ENILSON SIMÕES DE MOURA

A imprensa tem noticiado, mesmo sem grande destaque, dados que reforçam minha posição contrária à redução de impostos para a indústria automobilística. A própria Receita Federal calcula em R$ 792 milhões a perda anual que a União terá por conta da redução do IPI. Esse dinheiro seria suficiente para que mais de 500 mil desempregados recebessem um salário mínimo durante 12 meses. Número que, segundo dados da pesquisa Seade/Dieese, corresponde a um terço de todos os desempregados da área metropolitana de São Paulo.
Esses cálculos não incluem o que será perdido com a redução de ICMS, imposto estadual. Alega-se que a redução de impostos será compensada pelo aumento nas vendas, o que, por consequência, manterá os empregos dos trabalhadores.
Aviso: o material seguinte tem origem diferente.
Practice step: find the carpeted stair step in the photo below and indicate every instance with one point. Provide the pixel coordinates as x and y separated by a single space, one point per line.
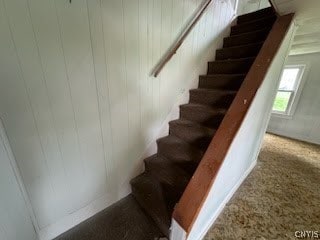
192 132
149 193
212 97
167 172
266 12
254 25
221 81
246 38
250 50
183 154
202 114
232 66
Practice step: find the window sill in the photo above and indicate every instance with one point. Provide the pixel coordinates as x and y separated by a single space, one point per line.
282 115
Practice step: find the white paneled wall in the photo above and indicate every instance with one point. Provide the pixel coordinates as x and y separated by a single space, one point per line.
305 122
76 95
15 222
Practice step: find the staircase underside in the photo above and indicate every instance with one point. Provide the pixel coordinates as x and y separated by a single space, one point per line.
146 214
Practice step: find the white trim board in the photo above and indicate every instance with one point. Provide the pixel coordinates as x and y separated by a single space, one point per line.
15 168
72 220
298 137
224 203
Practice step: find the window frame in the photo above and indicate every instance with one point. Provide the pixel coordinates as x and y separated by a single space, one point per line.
295 94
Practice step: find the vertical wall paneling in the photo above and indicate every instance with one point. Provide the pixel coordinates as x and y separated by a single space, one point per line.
76 41
132 58
77 99
23 38
102 87
15 223
116 75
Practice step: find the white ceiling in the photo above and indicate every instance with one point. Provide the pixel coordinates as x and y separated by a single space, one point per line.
307 35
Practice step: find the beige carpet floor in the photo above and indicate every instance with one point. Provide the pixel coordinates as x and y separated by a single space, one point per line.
280 196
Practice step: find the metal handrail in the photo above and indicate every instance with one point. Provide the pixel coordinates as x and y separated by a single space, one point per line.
172 51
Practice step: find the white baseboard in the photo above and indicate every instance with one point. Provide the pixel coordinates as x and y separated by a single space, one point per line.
70 221
294 136
225 201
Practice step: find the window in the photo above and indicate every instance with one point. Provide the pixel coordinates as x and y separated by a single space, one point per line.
288 89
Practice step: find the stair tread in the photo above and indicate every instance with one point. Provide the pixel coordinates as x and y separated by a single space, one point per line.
246 37
149 194
249 33
167 172
223 75
236 52
233 61
193 126
262 12
180 152
263 19
204 107
253 25
219 91
241 46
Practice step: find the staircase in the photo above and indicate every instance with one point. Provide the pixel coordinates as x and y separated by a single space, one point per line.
146 213
168 172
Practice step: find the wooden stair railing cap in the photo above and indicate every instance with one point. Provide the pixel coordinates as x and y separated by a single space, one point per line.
200 184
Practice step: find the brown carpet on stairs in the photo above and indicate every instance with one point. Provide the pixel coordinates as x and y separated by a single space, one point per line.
280 196
156 191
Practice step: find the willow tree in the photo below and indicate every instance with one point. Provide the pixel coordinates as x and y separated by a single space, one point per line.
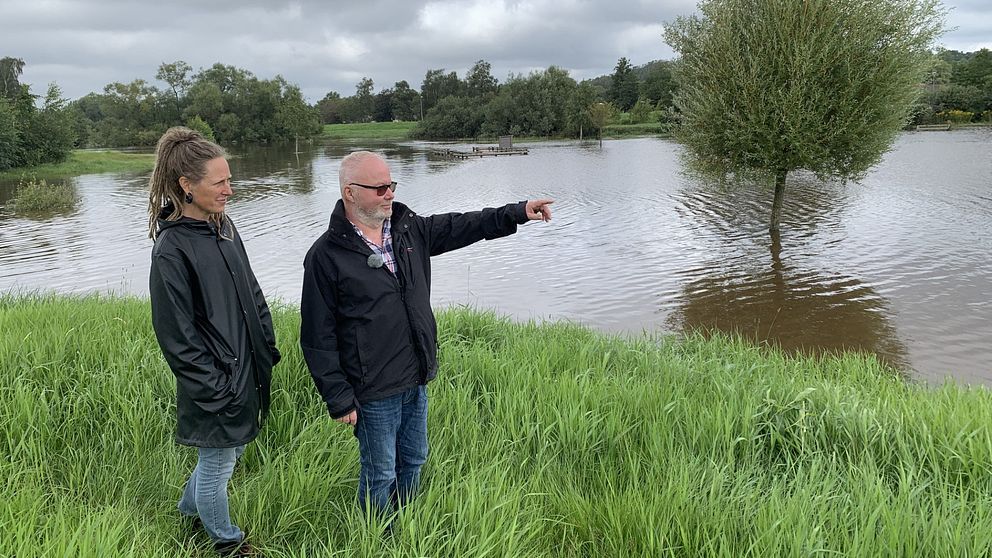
767 87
Puro engano.
Para começar, o acordo com as montadoras, que reduz o IPI, prevê garantia de emprego por apenas 90 dias. A redução de IPI já foi posta em prática no ano passado, numa época em que a economia não atravessava a crise que ora enfrentamos. O desemprego cresceu, e a arrecadação caiu 47%...
O fato principal é escamoteado. Hoje, produzem-se muito mais carros com o mesmo número de operários. A modernização das linhas de produção decretou o fim de inúmeras profissões na indústria, principalmente no setor automotivo. Em 1959, a proporção de veículos fabricados por trabalhador era de 3,2. Ela foi aumentando: em 1974, saltou para 8,7; em 1997, chegou a 19,5. Isso mesmo: quase 20 carros fabricados por trabalhador! E a indústria, mascarando um dado que é evidente, condiciona a manutenção de empregos à redução de impostos. Que empregos?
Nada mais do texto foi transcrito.